Conservative MPs voted to change their system for electing a new leader to one member, one vote, the system which helped new Labour to recover from successive election defeats.
William Hague's allies believe this consolidates his position, because it will also avoid the destabilising annual re-adoption of the leader which was faced by Baroness Thatcher and John Major and a no confidence motion would have to be passed before he could be challenged.
But the new rules make clear an election for the leader could be started by a vote of no confidence supported by 25 per cent of the Parliamentary party, or 45 members, which ever is the lesser. After Labour's landslide victory, only 41 MPs would be needed to trigger the vote.

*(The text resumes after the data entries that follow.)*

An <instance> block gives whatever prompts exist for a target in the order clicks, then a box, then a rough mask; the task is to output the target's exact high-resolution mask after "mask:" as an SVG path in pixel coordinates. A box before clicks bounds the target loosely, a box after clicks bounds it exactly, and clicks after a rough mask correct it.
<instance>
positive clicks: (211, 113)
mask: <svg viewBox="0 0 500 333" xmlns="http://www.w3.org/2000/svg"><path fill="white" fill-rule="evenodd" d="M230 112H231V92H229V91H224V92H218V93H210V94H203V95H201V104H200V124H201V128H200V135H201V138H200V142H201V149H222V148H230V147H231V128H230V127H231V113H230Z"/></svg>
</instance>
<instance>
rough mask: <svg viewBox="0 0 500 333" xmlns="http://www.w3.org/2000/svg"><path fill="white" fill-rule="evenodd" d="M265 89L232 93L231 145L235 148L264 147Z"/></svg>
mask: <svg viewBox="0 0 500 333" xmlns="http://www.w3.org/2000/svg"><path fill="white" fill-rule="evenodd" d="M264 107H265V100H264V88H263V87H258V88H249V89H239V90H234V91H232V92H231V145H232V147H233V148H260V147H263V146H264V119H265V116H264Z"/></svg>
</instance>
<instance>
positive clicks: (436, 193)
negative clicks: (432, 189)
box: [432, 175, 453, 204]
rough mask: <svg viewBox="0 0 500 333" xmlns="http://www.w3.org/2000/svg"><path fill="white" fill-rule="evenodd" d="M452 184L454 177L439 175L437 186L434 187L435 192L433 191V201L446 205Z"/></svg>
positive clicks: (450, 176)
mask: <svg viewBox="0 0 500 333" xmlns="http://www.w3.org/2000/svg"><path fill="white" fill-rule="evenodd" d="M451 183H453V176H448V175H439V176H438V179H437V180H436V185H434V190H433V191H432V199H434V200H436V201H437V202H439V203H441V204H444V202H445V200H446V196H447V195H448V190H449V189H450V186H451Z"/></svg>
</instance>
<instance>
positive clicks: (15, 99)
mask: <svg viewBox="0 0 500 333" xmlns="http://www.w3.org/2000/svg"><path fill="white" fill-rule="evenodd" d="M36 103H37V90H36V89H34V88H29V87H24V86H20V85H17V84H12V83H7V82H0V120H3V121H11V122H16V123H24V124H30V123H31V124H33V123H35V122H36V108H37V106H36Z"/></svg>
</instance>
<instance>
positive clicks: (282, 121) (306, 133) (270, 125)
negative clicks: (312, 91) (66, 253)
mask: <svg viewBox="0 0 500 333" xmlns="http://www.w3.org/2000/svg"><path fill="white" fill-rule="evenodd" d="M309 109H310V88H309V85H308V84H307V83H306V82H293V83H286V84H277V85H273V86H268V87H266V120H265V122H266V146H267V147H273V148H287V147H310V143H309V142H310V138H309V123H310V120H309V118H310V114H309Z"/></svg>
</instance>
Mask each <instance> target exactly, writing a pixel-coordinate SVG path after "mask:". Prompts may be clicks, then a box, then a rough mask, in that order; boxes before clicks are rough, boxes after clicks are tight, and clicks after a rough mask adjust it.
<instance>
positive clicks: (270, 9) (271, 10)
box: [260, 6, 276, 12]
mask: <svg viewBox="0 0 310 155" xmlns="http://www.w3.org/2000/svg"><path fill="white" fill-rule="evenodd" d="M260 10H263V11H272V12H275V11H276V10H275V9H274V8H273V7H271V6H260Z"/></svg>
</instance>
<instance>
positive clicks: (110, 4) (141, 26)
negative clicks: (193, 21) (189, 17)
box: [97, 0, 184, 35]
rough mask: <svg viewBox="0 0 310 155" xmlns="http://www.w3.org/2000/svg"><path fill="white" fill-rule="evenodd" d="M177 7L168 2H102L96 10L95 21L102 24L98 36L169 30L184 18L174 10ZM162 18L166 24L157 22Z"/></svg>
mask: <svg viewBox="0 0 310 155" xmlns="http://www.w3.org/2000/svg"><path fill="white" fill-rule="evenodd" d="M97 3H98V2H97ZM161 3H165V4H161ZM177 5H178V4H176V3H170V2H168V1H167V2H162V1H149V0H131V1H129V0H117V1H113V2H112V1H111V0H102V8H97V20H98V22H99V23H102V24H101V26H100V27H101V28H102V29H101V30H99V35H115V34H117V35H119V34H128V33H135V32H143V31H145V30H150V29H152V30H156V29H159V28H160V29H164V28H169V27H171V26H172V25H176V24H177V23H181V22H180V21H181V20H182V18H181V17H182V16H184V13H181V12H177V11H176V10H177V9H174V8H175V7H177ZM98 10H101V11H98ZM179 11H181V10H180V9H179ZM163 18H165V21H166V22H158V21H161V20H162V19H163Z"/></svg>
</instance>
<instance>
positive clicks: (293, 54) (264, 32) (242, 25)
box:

Mr Hague's position could be made less secure from future challenges from either Michael Portillo from the Euro-sceptic right or Chris Patten from the pro-Euro left if they re-enter politics before the next general election.

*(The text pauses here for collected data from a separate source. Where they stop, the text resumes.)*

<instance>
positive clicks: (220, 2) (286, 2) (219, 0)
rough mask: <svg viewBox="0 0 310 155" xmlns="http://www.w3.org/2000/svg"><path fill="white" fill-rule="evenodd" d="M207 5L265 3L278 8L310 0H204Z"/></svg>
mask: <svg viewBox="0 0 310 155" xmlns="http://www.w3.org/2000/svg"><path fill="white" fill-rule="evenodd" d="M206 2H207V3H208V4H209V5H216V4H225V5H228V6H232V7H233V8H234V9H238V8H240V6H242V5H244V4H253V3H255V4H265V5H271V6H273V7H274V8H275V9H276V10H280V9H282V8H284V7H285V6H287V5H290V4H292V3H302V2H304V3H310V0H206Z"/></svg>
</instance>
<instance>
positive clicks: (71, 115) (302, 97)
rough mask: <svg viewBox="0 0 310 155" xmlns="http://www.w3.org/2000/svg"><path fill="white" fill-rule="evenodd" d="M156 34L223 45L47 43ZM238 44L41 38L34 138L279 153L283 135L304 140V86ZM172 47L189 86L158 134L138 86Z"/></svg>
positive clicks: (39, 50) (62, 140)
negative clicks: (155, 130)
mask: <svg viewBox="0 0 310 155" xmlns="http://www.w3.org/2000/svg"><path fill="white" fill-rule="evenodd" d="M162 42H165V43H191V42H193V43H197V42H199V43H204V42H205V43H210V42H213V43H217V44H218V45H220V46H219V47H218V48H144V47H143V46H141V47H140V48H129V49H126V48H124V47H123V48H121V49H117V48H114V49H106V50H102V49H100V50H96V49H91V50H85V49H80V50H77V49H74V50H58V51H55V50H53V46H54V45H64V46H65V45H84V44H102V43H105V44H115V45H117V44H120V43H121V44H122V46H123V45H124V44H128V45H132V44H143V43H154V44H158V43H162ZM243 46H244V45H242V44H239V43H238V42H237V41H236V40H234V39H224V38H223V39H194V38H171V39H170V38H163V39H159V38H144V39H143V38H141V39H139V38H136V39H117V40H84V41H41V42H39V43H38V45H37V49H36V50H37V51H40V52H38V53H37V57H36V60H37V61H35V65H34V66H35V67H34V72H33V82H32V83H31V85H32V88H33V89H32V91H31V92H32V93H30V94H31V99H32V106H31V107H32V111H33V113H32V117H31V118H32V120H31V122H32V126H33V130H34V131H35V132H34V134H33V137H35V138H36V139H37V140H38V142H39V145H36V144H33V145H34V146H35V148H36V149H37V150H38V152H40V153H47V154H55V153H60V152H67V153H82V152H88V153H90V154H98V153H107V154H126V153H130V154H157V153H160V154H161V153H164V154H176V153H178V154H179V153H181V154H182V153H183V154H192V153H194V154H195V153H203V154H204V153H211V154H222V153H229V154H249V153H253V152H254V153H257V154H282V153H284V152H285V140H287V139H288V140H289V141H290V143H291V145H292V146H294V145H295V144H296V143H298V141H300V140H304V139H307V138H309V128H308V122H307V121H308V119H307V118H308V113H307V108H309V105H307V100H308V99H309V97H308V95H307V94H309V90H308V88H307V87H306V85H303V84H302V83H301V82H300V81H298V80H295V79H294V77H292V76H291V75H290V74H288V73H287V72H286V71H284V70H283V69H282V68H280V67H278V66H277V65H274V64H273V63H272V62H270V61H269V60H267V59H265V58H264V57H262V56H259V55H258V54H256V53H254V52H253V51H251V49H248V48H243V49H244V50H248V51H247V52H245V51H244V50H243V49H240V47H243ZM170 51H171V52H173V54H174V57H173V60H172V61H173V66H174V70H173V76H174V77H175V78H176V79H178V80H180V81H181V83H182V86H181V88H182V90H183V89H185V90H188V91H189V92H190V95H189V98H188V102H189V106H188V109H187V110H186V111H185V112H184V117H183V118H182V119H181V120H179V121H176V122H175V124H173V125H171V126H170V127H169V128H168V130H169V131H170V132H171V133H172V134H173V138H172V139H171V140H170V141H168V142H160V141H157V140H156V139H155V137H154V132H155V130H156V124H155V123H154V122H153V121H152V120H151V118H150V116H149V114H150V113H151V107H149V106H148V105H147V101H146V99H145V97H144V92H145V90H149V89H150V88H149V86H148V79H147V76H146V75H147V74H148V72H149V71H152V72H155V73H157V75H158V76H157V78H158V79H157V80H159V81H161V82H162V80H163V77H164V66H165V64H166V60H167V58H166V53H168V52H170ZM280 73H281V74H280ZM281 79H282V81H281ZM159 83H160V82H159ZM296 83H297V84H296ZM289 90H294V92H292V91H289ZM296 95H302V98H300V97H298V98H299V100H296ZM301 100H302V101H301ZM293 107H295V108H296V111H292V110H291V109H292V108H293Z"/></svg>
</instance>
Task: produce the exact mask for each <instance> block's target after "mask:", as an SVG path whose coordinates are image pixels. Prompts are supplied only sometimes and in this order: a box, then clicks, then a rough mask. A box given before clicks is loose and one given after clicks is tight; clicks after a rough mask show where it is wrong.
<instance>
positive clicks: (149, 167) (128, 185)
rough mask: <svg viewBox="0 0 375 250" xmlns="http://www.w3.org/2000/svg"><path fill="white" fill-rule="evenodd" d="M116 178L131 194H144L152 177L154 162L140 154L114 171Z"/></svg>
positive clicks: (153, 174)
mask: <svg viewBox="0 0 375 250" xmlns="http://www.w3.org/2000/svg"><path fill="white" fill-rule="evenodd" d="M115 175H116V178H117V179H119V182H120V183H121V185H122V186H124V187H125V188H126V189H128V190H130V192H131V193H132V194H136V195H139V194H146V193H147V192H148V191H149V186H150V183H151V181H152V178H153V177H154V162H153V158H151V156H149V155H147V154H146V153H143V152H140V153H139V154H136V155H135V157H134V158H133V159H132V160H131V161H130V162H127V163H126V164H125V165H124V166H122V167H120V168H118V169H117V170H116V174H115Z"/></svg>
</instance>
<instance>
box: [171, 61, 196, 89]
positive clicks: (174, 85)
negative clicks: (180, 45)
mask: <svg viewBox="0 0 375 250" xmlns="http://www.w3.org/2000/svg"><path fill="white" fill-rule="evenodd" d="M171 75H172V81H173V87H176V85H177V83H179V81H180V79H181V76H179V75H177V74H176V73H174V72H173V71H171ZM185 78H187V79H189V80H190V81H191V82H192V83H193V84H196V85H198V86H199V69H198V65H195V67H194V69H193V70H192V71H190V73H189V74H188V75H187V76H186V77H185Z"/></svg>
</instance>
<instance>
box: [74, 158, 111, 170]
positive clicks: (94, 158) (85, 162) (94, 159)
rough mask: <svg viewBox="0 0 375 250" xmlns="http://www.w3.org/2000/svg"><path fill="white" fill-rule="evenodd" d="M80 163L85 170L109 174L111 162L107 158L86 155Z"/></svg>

Mr Hague immediately welcomed the change as the first step on the road to his own modernisation of the Tory party. "It is just part of our programme to democratise my party. I want party members to be fully involved in what we what do," said Mr Hague.

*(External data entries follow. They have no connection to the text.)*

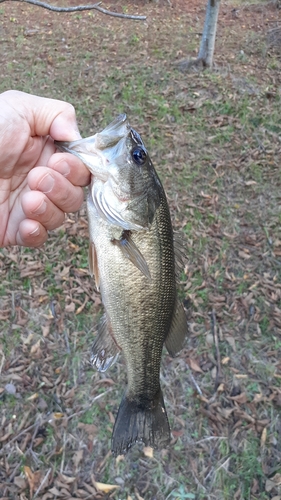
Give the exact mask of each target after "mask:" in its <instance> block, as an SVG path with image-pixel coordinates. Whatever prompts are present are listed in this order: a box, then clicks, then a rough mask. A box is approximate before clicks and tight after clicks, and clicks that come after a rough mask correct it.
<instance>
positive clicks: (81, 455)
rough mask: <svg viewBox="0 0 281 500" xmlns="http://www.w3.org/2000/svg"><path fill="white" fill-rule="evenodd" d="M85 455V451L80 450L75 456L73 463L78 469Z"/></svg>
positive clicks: (77, 452) (72, 460)
mask: <svg viewBox="0 0 281 500" xmlns="http://www.w3.org/2000/svg"><path fill="white" fill-rule="evenodd" d="M83 453H84V450H78V451H76V453H74V455H73V458H72V461H73V463H74V465H75V467H76V468H77V467H78V466H79V464H80V462H81V460H82V459H83Z"/></svg>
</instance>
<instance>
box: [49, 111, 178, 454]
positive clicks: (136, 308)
mask: <svg viewBox="0 0 281 500" xmlns="http://www.w3.org/2000/svg"><path fill="white" fill-rule="evenodd" d="M56 145H57V146H58V148H59V149H60V150H62V151H66V152H69V153H71V154H74V155H76V156H77V157H79V158H80V159H81V160H82V162H83V163H84V164H85V166H86V167H87V168H88V169H89V170H90V172H91V174H92V175H91V185H90V188H89V192H88V197H87V213H88V224H89V236H90V245H89V267H90V273H91V275H94V277H95V283H96V287H97V289H98V290H99V291H100V293H101V298H102V303H103V306H104V314H103V316H102V318H101V321H100V323H99V326H98V332H97V336H96V338H95V340H94V344H93V347H92V357H91V362H92V364H93V366H94V367H95V368H96V369H97V370H99V371H100V372H104V371H106V370H107V369H108V368H109V367H110V366H112V365H113V363H114V362H115V361H116V359H117V358H118V355H119V353H120V352H122V353H123V356H124V358H125V362H126V368H127V387H126V390H125V392H124V395H123V398H122V401H121V404H120V407H119V410H118V413H117V416H116V419H115V424H114V427H113V433H112V441H111V448H112V453H113V455H115V456H117V455H122V454H125V453H126V452H127V451H128V450H129V449H130V448H131V447H132V446H133V445H134V444H135V443H137V442H141V443H143V444H144V445H145V446H150V447H152V448H155V449H161V448H165V447H166V446H167V445H168V444H169V443H170V434H171V433H170V426H169V421H168V417H167V412H166V409H165V404H164V399H163V393H162V390H161V387H160V364H161V356H162V350H163V346H164V344H165V346H166V348H167V350H168V352H169V354H170V355H171V356H175V355H176V354H178V353H179V351H180V350H181V349H182V346H183V344H184V340H185V338H186V335H187V318H186V315H185V311H184V308H183V306H182V304H181V302H180V300H179V298H178V294H177V280H176V257H175V254H176V252H175V247H174V237H173V228H172V222H171V216H170V211H169V206H168V202H167V198H166V195H165V191H164V188H163V185H162V183H161V181H160V179H159V177H158V175H157V173H156V171H155V169H154V166H153V164H152V161H151V159H150V157H149V154H148V151H147V149H146V147H145V145H144V142H143V140H142V139H141V137H140V135H139V134H138V132H137V131H136V130H134V129H133V128H132V127H131V126H130V124H129V123H128V120H127V117H126V115H125V114H122V115H119V116H118V117H117V118H116V119H115V120H114V121H113V122H112V123H111V124H110V125H108V126H107V127H106V128H105V129H104V130H102V132H99V133H96V134H95V135H93V136H91V137H88V138H86V139H81V140H78V141H73V142H56Z"/></svg>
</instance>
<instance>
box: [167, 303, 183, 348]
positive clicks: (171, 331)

Tory MPs also voted to give up their exclusive right to choose their leader in favour of giving the party membership a one member, one vote ballot in the next leadership contest.
In doing so, they bowed to intense pressure from the grassroots members who felt betrayed by many Tory MPs, both over the removal of Lady Thatcher and their in-fighting over European policy which contributed to their humiliating defeat on 1 May.
A total of 110 MPs voted in favour of moving to a system in which a leadership challenge would require a vote of no confidence, with 36 voting to keep the present system; five abstentions and one spoiled paper.
A total of 102 Tory MPs voted for Omov, with 24 voting to keep the existing rules. There were 23 votes for other options.